In ihrer neuen Arbeit haben die Wissenschaftler den Hauptakteur des Psp-Systems, das Phagen-Schock-Protein A (PspA), genauer unter die Lupe genommen. Mithilfe der Kryoelektronenmikroskopie wurde sichtbar, wie PspA lange, spiralförmige Röhrchen bildet, die im innenliegenden Hohlraum eine Biomembran einschließen können. Die hochaufgelösten Bilder zeigen nun erstmals, wie PspA einzelne Membranen lokal auflöst und danach zu größeren Einheiten umgestaltet oder auch die Bildung neuer Membranstrukturen vermittelt.
„PspA-Bausteine können tausendfach aneinandergelegt werden und riesige spiralförmige Strukturen bilden. Sie sind daher ein ideales Untersuchungsobjekt für unsere kryoelektronenmikroskopische Strukturanalyse“, so Prof. Dr. Carsten Sachse vom Forschungszentrum Jülich und der Heinrich-Heine-Universität Düsseldorf. Die Untersuchungen konnten zusammen mit Dr. Benedikt Junglas, ehemaliger Mainzer Doktorand von Dirk Schneider, in Jülich vorgenommen werden. Das Forschungszentrum Jülich betreibt am Ernst Ruska-Centrum für Mikroskopie und Spektroskopie mit Elektronen einige der leistungsstärksten Elektronenmikroskope Europas, seit Kurzem auch Kryomikroskope für die Untersuchung von schockgefrorenen biologischen Proben.

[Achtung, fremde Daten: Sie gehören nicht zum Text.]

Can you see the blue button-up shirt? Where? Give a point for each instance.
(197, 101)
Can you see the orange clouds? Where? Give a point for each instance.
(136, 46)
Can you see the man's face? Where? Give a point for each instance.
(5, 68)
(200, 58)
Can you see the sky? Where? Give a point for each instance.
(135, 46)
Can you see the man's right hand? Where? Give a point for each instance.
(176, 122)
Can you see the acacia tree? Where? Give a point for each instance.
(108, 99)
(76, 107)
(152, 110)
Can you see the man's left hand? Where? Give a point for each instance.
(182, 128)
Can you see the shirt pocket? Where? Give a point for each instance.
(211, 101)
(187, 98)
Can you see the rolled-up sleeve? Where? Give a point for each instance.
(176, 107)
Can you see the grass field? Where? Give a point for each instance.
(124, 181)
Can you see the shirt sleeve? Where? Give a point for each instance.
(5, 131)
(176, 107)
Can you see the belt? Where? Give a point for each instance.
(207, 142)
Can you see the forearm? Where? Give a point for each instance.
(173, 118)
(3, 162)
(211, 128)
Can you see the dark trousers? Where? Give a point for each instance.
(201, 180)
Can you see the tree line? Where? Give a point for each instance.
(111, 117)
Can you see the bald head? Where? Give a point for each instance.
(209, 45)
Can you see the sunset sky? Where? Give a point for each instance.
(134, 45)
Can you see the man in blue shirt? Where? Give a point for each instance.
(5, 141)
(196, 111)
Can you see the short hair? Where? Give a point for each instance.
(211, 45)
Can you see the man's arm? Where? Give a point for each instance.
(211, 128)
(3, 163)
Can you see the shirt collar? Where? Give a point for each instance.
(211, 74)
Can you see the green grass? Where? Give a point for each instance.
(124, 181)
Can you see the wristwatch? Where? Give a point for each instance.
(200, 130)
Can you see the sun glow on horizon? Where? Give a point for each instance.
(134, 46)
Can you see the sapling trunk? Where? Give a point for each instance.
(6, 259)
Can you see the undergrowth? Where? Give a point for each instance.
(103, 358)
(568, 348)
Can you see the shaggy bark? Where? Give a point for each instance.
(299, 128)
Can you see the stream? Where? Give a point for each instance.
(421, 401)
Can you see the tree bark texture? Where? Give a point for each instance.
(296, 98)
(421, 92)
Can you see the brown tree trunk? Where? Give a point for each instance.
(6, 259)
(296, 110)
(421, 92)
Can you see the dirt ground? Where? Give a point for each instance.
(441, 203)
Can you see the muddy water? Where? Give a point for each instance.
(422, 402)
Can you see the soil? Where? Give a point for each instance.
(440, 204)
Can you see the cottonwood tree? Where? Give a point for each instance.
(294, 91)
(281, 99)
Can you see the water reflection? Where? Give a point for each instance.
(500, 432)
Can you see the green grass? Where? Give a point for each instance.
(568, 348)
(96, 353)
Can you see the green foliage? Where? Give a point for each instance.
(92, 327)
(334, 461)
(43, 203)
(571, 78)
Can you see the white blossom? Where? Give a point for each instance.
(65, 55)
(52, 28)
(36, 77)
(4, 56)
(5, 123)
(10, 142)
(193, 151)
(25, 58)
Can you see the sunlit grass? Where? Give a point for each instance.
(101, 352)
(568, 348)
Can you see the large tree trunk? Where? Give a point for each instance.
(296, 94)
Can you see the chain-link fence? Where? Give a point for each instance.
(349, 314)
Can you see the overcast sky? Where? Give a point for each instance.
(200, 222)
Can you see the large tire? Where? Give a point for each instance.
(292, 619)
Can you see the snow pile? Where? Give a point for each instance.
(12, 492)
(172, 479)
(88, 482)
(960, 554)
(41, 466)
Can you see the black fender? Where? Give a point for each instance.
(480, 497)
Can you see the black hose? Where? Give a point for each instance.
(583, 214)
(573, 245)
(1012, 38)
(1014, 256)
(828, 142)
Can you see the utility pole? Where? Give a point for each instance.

PspA gestaltet Membranen um
Die Struktur eines Proteins ist außerordentlich wichtig für seine Funktion, und ein Defekt in der Struktur kann die Funktion eines Proteins beeinträchtigen. „Unter dem Mikroskop wurde uns klar, dass PspA eine ähnliche Struktur besitzt wie ESCRT-III-Proteine, an denen unser Labor bereits gearbeitet hatte – für uns eine völlige Überraschung, die zeigt, wie wichtig es ist, Proteinstrukturen im Detail aufzuklären“, sagt Sachse. „Genetisch haben sich die beiden Proteingruppen nach Milliarden von Jahren so weit voneinander entfernt, dass die Gemeinsamkeiten nur noch anhand der 3-D-Struktur nachweisbar sind.“
ESCRT-III-Proteine kommen in allen Lebewesen mit einem echten Zellkern vor, also auch in menschlichen Zellen. Hier sind die ESCRT-III-Proteinkomplexe an dem Umbau und der Reparatur der Zellmembran beteiligt, spielen aber auch eine zentrale Rolle bei einer Reihe von weiteren Zellprozessen. Bei Bakterien kannte man bisher keine Proteine aus der ESCRT-III-Familie. „PspA gehört somit in die gleiche Gruppe von Proteinen wie ESCRT-III. Die beiden übernehmen an der Membran im Innern der Zellen ähnliche Aufgaben“, fasst Schneider zusammen.
„Aufgrund der ähnlichen strukturellen und funktionalen Eigenschaften von PspA und den eukaryotischen ESCRT-III-Proteinen haben wir PspA hier als ein bakterielles Mitglied der evolutionär konservierten ESCRT-III-Superfamilie von membran-umgestaltenden Proteinen identifiziert“, schreiben die Autoren in ihrem Beitrag für die Zeitschrift Cell.